Le Professeur Djarangar Djita Issa a marqué l’histoire universitaire. Premier Tchadien inscrit comme professeur titulaire au Conseil Africain et Malgache pour l’Enseignement Supérieur (CAMES), il a dirigé l’École doctorale et exercé comme recteur de l’Université de Moundou. Il a obtenu son doctorat en 1989 à l’Université Grenoble III avec une thèse sur le Bédjonde. Il a consacré sa carrière à l’étude, à la classification et à la sauvegarde des langues locales. Son « Dictionnaire pratique du français du Tchad », publié en 2014, reste un ouvrage de référence sur les « Tchadismes ».
Lors de l’ouverture, le Dr Ali Moussa, Président du Comité d’Organisation par ailleurs chef de département de Sciences du langage, a rappelé la portée de cette rencontre : « Ce colloque s’inscrit dans une volonté de reconnaissance académique, mais aussi dans une démarche de réflexion collective sur les enjeux contemporains liés à la mémoire, aux langues, aux patrimoines culturels et aux transformations numériques. »

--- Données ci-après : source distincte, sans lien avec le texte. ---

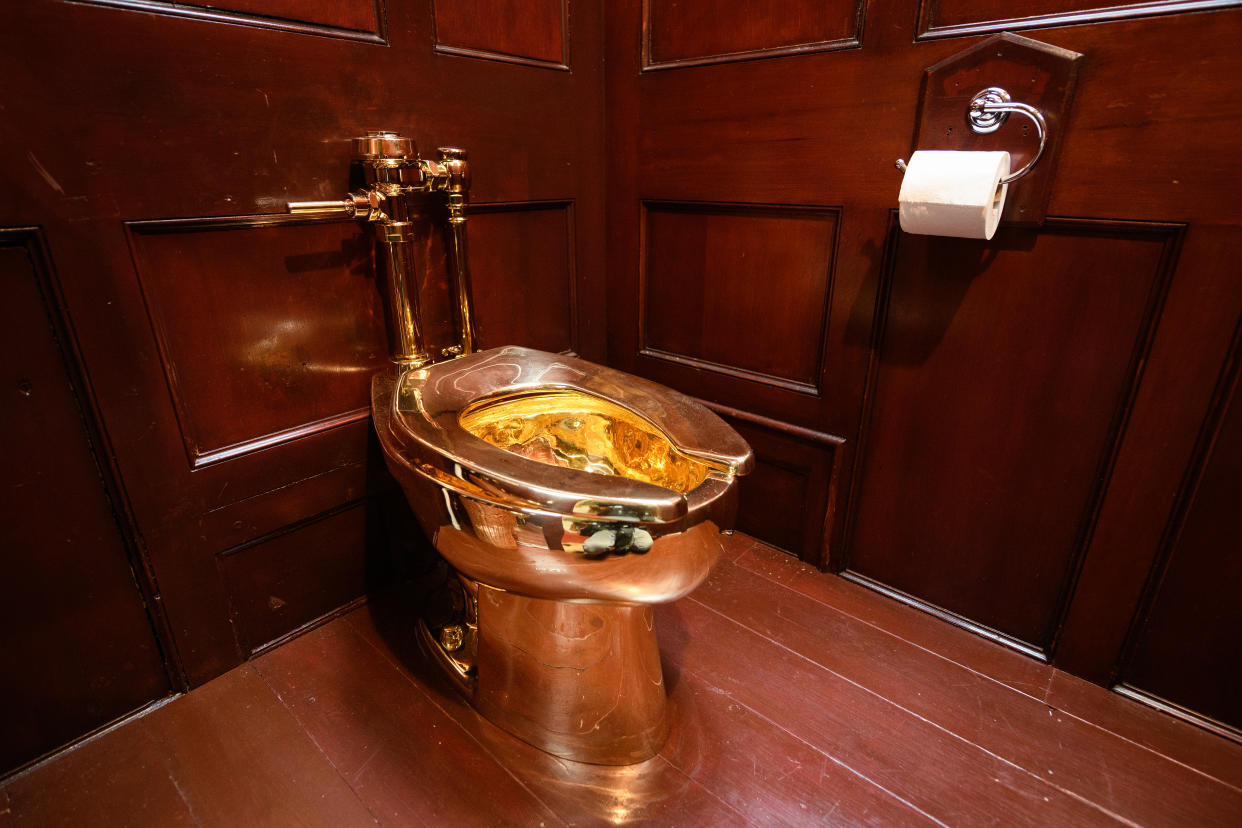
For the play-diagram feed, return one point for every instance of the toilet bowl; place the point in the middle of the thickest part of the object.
(568, 498)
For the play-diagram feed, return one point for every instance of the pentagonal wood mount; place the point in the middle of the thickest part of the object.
(1032, 72)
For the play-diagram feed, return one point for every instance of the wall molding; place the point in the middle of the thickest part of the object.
(208, 14)
(928, 30)
(651, 63)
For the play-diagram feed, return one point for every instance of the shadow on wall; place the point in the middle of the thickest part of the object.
(918, 283)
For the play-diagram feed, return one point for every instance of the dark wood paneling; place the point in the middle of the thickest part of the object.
(996, 412)
(961, 18)
(297, 574)
(521, 31)
(524, 282)
(712, 271)
(678, 32)
(266, 335)
(788, 495)
(349, 19)
(77, 648)
(1194, 617)
(234, 121)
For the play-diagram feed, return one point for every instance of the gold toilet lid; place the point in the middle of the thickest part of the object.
(554, 433)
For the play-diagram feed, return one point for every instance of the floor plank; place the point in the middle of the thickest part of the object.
(225, 755)
(766, 774)
(652, 792)
(796, 699)
(973, 652)
(407, 761)
(239, 759)
(1082, 760)
(1184, 742)
(119, 778)
(937, 772)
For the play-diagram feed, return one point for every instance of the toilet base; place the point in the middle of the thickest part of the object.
(578, 679)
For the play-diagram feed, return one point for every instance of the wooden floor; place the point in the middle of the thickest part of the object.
(797, 699)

Le Pr Mahamat Saleh Daoussa Haggar, président de l’Université de N’Djaména, a souligné l’engagement du défunt pour l’égalité d’accès à la recherche. Il a rappelé que le professeur a encadré seul dix thèses de doctorat, toutes soutenues par des femmes. Le recteur a partagé les derniers mots du scientifique : « Monsieur le Président, j’ai accompli ma mission. » Pour perpétuer sa vision, l’université propose la création du « Prix Professeur Djarangar Djita Issa de l’Excellence Doctorale ». Chaque année, ce prix sera décerné au meilleur doctorant, à la meilleure thèse en Sciences Humaines et Sociales ou à la meilleure recherche sur les langues, patrimoines et mémoires africaines.
Le Pr Ndoutorlengar Médard, directeur de l’école doctorale Lettres Sciences Humaines et Sociales a prononcé la leçon inaugurale. Successeur du défunt à l’École doctorale, il a replacé les travaux de linguistique dans un contexte global. Selon lui, la langue porte la mémoire des peuples et structure les imaginaires collectifs. Il a affirmé : « La mort physique du Professeur Djarangar Djita Issa n’a pas mis fin à son influence. En termes de mémoire collective, son nom et ses actions restent gravés dans le souvenir de ceux qui l’ont connu. »
Le colloque rassemble de nombreuses délégations étrangères. Les témoignages des anciens collègues et des étudiants confirment l’impact de son encadrement. Le Pr Mamadi Robert, maître de conférences CAMES et ensiegnant chercheur responsable de Master Lettres Modernes a déclaré : « Se réunir ici à Toukra pour revisiter son œuvre, c’est non seulement un devoir de mémoire, mais c’est aussi poser les jalons de l’avenir de nos universités. Il a tracé la voie en montrant qu’on peut faire de la science de très haut niveau à partir de nos réalités endogènes. »
Le suivi des doctorants constituait une priorité pour le linguiste. Le Dr Fatimé Pamdégué, maître assistante CAMES et directrice des affaires académiques, est l’une des dix femmes docteures formées par le professeur. Elle a témoigné avec émotion : « Il a été mon directeur de thèse, et je fais partie de ces dix femmes qu’il a encadrées jusqu’au bout, avec beaucoup de rigueur, beaucoup de patience. Pour nous, c’était plus qu’un enseignant, c’était un père. »
Le Professeur Djarangar Djita Issa a co-réalisé une étude sociolinguistique pour intégrer quinze langues nationales dans le système éducatif. L’université tchadienne conserve ainsi les fondations de son excellence. Les débats se poursuivent dans les facultés. Les débats se poursuivent à la Faculté des Langues, Lettres, Arts et Communication jusqu’au 23 mai.